Towards the end of his video, Adams touches on YouTube’s announcement that it will be removing videos that talk about election fraud, saying “I don’t know if that applies to me.”

“I don’t know if I will be flagged on YouTube. There are two ways to talk about allegations of election fraud. The way I talk about is always in terms of probability and what we know versus what we don’t know,” said Adams.
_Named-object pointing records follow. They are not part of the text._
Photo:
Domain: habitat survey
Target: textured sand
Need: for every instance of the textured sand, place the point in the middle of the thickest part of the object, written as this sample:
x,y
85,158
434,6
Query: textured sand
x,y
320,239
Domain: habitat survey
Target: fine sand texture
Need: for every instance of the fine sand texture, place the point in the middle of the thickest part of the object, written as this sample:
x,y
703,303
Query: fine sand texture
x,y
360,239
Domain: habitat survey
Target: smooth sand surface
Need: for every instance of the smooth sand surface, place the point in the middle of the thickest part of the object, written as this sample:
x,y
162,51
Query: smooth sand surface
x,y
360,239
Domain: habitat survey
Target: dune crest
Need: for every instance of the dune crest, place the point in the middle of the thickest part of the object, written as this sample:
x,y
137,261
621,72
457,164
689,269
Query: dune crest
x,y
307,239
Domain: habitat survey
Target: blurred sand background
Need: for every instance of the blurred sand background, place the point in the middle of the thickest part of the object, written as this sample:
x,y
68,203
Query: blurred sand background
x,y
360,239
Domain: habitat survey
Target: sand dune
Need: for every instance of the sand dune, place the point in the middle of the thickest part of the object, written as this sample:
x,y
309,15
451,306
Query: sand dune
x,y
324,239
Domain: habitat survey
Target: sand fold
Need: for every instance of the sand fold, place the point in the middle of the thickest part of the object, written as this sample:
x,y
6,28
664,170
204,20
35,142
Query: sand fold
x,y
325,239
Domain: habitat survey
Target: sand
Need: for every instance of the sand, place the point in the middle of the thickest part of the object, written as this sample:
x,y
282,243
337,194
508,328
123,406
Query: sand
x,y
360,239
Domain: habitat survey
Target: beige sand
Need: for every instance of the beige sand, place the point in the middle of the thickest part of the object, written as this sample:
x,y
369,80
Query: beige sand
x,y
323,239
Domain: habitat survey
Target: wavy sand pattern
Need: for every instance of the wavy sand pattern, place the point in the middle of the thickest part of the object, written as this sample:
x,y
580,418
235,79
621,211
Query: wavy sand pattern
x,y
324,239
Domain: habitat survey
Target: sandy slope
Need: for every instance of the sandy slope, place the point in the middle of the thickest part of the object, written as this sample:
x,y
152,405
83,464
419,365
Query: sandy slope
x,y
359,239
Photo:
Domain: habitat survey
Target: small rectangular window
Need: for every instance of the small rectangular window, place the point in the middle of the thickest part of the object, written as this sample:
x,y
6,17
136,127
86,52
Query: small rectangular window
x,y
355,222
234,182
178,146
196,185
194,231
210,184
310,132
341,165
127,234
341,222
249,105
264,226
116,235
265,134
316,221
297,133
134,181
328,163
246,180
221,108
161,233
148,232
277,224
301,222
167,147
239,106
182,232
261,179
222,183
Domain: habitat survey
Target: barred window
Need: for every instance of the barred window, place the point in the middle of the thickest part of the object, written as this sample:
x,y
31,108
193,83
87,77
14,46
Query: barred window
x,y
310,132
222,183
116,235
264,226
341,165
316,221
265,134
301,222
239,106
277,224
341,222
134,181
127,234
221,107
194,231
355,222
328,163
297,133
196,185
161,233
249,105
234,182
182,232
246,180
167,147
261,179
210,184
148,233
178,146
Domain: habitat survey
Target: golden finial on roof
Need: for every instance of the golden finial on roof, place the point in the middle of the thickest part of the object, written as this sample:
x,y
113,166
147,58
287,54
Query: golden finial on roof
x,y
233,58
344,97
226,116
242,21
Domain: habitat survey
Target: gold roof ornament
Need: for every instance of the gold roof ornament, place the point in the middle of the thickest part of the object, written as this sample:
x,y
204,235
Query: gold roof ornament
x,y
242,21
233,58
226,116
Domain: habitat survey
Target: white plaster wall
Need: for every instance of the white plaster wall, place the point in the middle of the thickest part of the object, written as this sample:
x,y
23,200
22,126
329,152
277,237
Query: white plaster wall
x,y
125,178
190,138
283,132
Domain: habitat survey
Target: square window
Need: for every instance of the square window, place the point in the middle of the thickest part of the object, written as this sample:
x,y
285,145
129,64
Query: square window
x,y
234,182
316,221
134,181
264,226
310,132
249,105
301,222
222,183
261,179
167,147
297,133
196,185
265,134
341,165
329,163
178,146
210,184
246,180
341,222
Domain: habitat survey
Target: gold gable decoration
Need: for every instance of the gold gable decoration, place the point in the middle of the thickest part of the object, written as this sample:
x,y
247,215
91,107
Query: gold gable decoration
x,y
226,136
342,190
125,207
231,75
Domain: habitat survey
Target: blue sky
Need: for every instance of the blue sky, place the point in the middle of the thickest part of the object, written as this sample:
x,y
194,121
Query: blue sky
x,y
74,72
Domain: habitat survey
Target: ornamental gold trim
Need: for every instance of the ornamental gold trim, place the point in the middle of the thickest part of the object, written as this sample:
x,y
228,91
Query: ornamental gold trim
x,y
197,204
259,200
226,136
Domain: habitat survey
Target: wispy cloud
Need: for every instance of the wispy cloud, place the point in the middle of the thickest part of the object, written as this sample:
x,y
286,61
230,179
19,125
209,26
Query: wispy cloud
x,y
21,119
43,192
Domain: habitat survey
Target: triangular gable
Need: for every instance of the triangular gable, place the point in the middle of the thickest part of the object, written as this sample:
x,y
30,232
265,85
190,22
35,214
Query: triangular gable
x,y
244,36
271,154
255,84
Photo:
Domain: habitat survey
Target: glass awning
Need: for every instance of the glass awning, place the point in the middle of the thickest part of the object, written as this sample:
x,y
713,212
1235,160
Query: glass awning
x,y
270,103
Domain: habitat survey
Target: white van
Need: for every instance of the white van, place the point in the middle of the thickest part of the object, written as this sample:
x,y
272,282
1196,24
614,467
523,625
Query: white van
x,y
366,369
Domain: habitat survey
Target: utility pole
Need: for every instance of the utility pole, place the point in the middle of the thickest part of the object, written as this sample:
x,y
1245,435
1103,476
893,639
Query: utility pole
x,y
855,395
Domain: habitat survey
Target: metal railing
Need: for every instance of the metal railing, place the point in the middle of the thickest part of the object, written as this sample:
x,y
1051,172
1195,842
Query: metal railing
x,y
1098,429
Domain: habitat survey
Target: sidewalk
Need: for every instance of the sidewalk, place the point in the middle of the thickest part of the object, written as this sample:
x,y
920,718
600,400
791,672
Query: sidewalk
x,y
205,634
“I would hope that if anybody actually looked at my content, maybe just the algorithm guessed it, but if anybody looked at my content, they should see that no one has done more than I have done to talk Republicans out of specific claims. I’m well on board of the concept that if you have a system with lots of holes there’s always going to be fraud. So fraud has to exist, but when you’re looking at the individual claims, I’ve debunked more of them than anybody probably, anybody who is also pro-Trump.”

Recently, YouTube reversed a decision to suspend the channel of LifeSiteNews after LifeSite published a video where Bishop Joseph Strickland of Tyler, Texas, talked about why he could not take any COVID-19 vaccine that was either derived from or developed with the cells of aborted babies.